Глинка снисходительно спрашивал:
— Что же ты пишешь теперь, дружок?
— Трагедию, — тоже не без чувства собственного достоинства ответил Патрикеевич, — александрийскими стихами[101]. Ибо стихи такого рода следует писать только во весь александрийский лист[102].
Кругом улыбнулись такому своеобразному определению формы стихосложения.
— А сколько действий в твоей трагедии? — продолжал расспросы Глинка.
— Семь действий с… одной осьмушкой.
Машенька едва удержалась, чтобы не фыркнуть.
Крылов спокойно посмотрел на обоих из своего уголка и бросил вполголоса Толстому:
— Вот она, житейская истина. Один в благополучии, а другой, почитай что, в нищете. И оба равно плохие поэты.
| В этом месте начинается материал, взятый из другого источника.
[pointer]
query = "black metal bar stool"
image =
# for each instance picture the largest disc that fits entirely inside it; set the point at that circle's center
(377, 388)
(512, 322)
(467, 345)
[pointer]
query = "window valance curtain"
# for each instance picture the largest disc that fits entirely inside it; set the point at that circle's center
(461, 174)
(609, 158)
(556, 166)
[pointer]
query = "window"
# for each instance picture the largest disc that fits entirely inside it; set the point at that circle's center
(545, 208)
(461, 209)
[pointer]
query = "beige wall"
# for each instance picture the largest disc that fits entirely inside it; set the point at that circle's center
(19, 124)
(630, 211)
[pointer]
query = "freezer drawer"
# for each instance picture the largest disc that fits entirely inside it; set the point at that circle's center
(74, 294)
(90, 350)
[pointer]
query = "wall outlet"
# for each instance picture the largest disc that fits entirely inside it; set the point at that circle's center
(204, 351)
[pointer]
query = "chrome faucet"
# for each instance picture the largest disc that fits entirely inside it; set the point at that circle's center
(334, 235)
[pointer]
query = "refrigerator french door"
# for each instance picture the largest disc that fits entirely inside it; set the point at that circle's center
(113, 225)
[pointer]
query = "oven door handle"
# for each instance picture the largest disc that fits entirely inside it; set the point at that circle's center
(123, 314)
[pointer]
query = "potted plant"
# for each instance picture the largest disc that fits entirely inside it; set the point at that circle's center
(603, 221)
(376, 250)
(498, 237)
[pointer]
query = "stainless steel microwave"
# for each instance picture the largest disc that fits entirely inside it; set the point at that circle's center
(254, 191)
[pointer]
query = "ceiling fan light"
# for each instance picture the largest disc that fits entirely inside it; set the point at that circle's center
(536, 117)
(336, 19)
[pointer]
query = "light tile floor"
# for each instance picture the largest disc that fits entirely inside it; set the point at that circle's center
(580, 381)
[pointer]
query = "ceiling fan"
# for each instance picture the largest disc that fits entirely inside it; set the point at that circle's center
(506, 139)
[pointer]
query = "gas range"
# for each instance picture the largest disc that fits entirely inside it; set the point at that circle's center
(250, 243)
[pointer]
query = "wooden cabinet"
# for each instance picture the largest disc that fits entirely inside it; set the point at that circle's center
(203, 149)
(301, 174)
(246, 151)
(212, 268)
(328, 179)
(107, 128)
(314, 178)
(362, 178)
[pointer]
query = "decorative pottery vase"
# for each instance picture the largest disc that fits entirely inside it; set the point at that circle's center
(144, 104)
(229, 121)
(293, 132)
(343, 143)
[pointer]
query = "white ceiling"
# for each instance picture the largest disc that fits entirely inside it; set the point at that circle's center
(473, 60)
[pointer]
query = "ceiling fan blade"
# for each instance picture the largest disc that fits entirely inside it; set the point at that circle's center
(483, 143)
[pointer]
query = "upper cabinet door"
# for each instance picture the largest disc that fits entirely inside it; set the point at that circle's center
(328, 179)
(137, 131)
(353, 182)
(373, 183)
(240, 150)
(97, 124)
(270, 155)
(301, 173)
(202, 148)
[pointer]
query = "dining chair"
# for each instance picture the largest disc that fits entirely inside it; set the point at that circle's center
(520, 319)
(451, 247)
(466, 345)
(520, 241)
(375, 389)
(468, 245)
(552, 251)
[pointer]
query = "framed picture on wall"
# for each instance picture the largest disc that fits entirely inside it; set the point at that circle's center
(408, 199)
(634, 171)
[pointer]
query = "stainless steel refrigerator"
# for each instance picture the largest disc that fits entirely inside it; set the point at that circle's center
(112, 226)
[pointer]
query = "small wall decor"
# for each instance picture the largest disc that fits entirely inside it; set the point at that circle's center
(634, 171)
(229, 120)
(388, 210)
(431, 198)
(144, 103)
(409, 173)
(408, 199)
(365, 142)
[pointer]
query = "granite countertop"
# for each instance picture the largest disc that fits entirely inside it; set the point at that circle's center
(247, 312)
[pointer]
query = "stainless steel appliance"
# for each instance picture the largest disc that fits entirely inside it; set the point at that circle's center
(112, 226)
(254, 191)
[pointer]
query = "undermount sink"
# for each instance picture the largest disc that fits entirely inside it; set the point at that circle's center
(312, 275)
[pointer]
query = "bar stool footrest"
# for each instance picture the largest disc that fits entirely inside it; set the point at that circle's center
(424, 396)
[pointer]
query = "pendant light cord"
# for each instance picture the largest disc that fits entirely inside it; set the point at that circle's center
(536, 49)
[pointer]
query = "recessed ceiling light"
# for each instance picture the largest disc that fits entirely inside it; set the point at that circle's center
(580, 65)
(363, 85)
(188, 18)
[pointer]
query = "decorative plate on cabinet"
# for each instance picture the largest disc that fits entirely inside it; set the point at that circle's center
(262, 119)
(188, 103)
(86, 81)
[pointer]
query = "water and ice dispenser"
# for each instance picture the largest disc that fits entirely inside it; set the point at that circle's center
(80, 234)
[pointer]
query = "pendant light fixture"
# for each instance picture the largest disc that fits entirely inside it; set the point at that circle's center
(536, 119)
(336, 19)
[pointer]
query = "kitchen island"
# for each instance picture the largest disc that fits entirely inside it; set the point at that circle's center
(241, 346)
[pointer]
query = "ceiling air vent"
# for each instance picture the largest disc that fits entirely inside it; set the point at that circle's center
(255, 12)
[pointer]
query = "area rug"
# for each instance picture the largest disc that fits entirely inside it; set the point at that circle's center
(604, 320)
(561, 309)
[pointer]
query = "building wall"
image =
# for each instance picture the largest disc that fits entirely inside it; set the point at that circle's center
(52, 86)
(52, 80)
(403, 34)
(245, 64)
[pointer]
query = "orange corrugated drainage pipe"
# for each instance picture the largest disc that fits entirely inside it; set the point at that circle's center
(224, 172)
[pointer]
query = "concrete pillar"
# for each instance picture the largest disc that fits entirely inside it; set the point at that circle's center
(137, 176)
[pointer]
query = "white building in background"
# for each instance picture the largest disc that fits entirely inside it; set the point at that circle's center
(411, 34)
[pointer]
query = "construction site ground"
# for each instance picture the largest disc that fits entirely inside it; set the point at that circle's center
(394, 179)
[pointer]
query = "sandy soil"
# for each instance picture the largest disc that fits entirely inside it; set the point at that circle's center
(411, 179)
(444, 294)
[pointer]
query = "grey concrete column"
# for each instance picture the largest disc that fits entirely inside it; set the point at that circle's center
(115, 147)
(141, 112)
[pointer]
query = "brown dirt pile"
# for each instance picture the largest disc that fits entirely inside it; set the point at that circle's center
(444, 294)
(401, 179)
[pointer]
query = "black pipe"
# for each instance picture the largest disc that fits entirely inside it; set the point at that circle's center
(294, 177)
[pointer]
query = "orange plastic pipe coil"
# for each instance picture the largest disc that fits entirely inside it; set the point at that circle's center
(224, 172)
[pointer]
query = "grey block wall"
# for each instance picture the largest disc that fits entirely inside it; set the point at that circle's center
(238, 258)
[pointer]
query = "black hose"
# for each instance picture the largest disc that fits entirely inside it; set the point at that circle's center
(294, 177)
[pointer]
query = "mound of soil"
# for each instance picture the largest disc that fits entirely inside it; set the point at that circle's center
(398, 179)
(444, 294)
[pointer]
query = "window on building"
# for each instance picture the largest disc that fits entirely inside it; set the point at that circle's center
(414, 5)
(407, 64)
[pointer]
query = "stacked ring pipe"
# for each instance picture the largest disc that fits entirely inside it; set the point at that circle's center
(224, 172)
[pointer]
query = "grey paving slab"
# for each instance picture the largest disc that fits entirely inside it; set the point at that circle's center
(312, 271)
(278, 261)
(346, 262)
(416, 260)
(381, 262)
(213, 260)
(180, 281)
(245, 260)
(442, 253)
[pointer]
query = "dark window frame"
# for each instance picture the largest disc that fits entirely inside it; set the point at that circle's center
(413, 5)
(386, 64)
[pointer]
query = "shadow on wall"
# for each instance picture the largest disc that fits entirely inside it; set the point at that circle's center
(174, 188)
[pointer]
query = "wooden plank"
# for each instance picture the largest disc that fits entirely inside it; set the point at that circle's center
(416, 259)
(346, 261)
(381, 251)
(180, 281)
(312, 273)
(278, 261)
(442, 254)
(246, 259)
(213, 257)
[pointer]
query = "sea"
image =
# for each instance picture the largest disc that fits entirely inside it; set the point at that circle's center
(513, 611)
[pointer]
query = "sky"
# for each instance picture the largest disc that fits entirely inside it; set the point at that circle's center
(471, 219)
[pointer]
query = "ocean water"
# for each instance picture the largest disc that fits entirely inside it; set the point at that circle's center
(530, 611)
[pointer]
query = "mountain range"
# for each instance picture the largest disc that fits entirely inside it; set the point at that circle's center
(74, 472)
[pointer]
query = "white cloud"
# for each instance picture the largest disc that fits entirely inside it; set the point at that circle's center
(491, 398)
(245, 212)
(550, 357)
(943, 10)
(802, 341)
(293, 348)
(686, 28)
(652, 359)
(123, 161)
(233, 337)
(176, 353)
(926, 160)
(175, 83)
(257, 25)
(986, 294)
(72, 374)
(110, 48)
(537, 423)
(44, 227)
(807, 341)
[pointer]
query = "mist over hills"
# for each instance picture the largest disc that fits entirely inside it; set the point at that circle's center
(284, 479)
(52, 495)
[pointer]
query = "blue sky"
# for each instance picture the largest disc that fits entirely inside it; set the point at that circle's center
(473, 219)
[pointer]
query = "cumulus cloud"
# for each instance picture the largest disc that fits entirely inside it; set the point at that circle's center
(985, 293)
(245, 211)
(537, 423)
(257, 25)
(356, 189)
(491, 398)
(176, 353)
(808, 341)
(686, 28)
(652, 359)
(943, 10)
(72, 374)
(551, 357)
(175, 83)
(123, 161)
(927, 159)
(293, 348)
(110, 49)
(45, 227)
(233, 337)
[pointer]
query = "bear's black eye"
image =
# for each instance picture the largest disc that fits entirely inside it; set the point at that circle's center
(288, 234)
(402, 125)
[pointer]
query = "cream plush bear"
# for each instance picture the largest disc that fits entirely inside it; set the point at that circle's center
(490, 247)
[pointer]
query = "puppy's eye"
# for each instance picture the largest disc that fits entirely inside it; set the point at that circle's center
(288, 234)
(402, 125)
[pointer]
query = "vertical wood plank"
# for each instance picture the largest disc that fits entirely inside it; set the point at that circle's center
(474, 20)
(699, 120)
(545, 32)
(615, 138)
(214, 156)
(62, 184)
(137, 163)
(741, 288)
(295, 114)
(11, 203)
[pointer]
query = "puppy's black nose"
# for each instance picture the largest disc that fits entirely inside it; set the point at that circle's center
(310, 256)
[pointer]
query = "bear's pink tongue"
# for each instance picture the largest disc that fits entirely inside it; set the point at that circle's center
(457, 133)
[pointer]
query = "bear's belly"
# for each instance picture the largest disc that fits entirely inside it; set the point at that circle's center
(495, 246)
— Да-с, — с гордостью проговорил Тимофей Патрикеевич, — началом сей трагедии я самим великим Державиным был отмечен в оное время.
— Ох-ох-ох! — вздохнул на весь кабинет Крылов. — И каждой-то зверушке найдется на земле место…
Он закрыл глаза и точно погрузился в привычную полудрему.
— Идите, идите поближе, солнышко наше! — напыщенно приветствовал Глинка Машеньку. — И с молодым представителем искусства вместе. Принесите мне счастье вновь побить Патрикеевича на зеленом поле бильярда.
Почти к самому ужину подъехали новые гости: красивый, стройный драгунский юнкер Александр Бестужев[103] и чета, видимо, молодоженов. Сергей не был с ними еще знаком и поэтому разглядывал их с особым интересом.
Молодая женщина была немного бледна, худощава, но ее украшали большие выразительные глаза. Она поминутно смотрела на своего мужа.